Visiblement, il n’arrive pas à comprendre que, pour être suivi dans les recommandations qu’on fait à la population,  il faut être soi-même totalement irréprochable dans le moindre de ses actes, il faut soi-même croire à la gravité de la situation, comme visiblement une Angela Merkel, qui il est vrai est plus âgée. On verra l’effet que cet épisode aura sur le niveau de confiance des Français, mais cela, à mon avis, ne va pas aider les gens à avoir confiance dans les gouvernants de l’heure.

Après, sur le lien avec la monarchie, il y aurait beaucoup à dire. Effectivement, certains monarques dans l’histoire de France imposaient à leurs sujets des règles qu’ils n’entendaient pas suivre eux-mêmes, et d’autres étaient cohérents avec ces dernières. Il y a eu aussi des changements au cours d’un même règne. Louis XIV a fini fort dévot, mais il n’a guère commencé ainsi.

De manière plus inquiétante, cet épisode, dont l’Europe entière et même le monde, vont entendre parler traduit le rapport distendu à la règle commune d’une part de nos élites dirigeantes. Des sociologues ont montré malheureusement que c’est à cela qu’on reconnait en pratique une élite en France : ce sont les gens qui pensent, à tort ou à raison, que les règles communes ne valent que pour les autres, uniquement pour le vulgaire.

Il faut bien dire, sur un plan plus général que cet épisode, que, si l’on compare notre situation avec certains pays du nord de l’Europe, il ne resterait plus grand monde au gouvernement si tous ceux qui ont enfreints une règle de probité au sens large, qu’elle soit formelle ou surtout informelle, avaient dû démissionner.  Je rappelle à ce propos que le Commissaire européen nommé par l’Irlande a dû démissionner de son poste à cause d’un non-respect des règles de confinement dans son pays.  Pour l’instant, en France, nous sommes dans l’ère de « J’assume », la version actuelle du déni total de ses responsabilités, fussent-elles simplement morales et pas pénales.
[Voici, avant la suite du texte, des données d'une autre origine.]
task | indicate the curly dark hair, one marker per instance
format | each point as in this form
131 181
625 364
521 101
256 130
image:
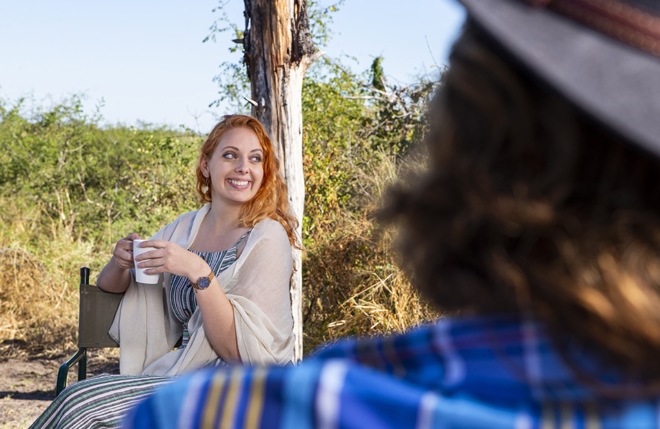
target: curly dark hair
531 208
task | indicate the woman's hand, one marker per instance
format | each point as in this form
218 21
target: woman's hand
123 253
168 257
115 276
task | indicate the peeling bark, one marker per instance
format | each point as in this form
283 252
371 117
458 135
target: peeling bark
278 49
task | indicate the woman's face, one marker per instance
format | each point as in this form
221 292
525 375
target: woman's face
235 167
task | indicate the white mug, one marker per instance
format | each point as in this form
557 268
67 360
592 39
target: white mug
140 275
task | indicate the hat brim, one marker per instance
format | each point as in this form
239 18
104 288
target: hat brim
616 84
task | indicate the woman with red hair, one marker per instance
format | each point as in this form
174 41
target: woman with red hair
223 288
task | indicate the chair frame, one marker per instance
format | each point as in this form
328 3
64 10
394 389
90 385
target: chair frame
95 315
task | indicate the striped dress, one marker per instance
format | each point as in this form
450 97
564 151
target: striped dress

Emmanuel Macron n'est-il pas en train de faire ce qu'on appelle dans le milieu de l'entreprise du micro-management, à savoir vouloir tout contrôler et tout gérer soi-même ?

Arnaud Benedetti : Le moment Macron est symptomatique.  À mesure que l’Etat ne parvient  pas à maîtriser les événements, il s’enferme dans une politique de contrôle des comportements que la peur de l’épidémie permet de rendre "acceptable"... un temps . Cette obsession est " illibérale". Elle traduit une défiance du pouvoir pour la société, la volonté de micro-management est pourtant un aveu en creux d’un pouvoir bien plus faible et moins bien sûr qu’il ne veut paraître.